En un mot, le lecteur est prié de croire Monsieur Dewez sur parole : Monsieur van Kasteel est un philologue, diplômé certes, mais étrangement « amateur », dont la lecture de l’Énéide, basée sur une piètre connaissance de la langue latine, fait un peu peine à voir…
En guise de réponse, seulement ceci : si notre lecture de l’Énéide, aussi fidèle que possible, ne satisfait pas Monsieur Dewez, nous l’invitons à chercher, dans la littérature antique, une autre œuvre dont les passages collent, de manière aussi exacte, détaillée et mot à mot, à l’ensemble des scènes de la basilique…
Notre réponse, dira-t-on, est aussi générale que les formules de Monsieur Dewez citées un peu plus haut ! Nous en convenons, et nous osons espérer que, conscient désormais de leur caractère péremptoire, le lecteur curieux, bon latiniste si possible, mettra de côté tout préjugé pour découvrir par lui-même si, oui ou non, nous nous sommes rendu coupable de quelque analyse « morphosyntaxique » (horresco referens !) indigne du philologue expérimenté que, n'en déplaise à Monsieur Dewez, nous avons l’immense privilège et, sans doute, la détestable prétention d’être…
La fertilidad y abundancia de la cosecha del huerto de Beya Editions ha sido tan evidente, que a pesar de que un ciego se pare en su vecindad y no vea nada, eso no generaría duda alguna entre quienes han podido ver y participar del dulce sabor de sus manzanas y vendimias. Regalémosle algún fruto al ciego, pues quizás cuando lo pruebe y aunque no lo vea, disfrutará de su sabor, más no os distraigáis de la labor, pues hay aún mucho más por hacer y cosechar en el aúreo huerto, en favor de tantos con hambre y sed de su labor celeste.
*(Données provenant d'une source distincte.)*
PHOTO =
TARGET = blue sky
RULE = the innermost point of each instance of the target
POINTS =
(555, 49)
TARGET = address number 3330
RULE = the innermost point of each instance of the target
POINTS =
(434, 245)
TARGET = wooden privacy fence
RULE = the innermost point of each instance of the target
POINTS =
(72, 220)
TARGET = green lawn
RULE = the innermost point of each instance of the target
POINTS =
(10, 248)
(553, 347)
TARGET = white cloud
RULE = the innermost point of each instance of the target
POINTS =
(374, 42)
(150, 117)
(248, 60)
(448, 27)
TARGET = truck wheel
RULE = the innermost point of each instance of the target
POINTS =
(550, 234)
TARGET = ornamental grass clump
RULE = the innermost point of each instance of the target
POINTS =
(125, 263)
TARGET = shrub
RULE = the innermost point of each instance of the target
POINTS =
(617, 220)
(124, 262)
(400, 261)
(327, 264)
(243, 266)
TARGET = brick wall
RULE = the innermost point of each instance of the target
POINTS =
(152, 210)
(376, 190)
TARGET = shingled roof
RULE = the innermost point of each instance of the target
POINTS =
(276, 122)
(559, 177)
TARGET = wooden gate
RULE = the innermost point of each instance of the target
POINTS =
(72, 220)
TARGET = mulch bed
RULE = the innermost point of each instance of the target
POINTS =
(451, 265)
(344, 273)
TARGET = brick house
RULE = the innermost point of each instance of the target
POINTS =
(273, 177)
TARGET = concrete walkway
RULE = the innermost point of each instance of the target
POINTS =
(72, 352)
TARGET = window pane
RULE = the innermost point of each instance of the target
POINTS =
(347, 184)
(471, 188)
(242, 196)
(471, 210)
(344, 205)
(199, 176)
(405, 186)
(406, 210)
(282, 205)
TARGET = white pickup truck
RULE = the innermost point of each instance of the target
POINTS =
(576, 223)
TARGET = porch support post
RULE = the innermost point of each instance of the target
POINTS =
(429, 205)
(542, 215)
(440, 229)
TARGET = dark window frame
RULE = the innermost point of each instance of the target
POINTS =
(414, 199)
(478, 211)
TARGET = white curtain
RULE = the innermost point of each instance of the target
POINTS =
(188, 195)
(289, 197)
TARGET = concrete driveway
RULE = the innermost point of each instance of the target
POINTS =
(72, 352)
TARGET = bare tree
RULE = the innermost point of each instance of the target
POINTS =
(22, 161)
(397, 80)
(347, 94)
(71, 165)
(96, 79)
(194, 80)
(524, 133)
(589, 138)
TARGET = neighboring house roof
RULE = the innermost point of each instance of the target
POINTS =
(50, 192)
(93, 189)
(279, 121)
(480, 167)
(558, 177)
¡Muchas gracias por su mensaje que nos hace un gran placer! Todo el equipo de "Éditions Beya" le está muy agradecido.
Bonjour,
Les illustrations contenues dans "le temple de Virgile" sont-elles des croquis fidèles des stucs de la Basilique ?
Par ailleurs, connaissez-vous une publication (livre, revue ...) qui regroupe des photos complètes ou autres de ces stucs ?
En tout cas, un grand merci à l'auteur qui nous restitue une partie du sens profond de ces représentations !
Bonjour Galehaut,
Merci de votre appréciation de l'ouvrage. Pour répondre à votre question: les photos des scènes sont les mêmes que celles qui apparaissent dans toutes les autres publications consacrées à l'hypogée, du moins celles qui datent d'avant la restauration toute récente des stucs. J'ignore si les responsables du site ont refait entre-temps de nouveaux clichés. Il y a quelques années, la restauration terminée, ce n'était pas encore le cas à ma connaissance. Pour avoir l'ensemble des anciennes images du monument, la meilleure référence reste Bendinelli, mais il faudra probablement se rendre dans une grande bibliothèque pour consulter sa publication, aujourd'hui vieille d'un siècle.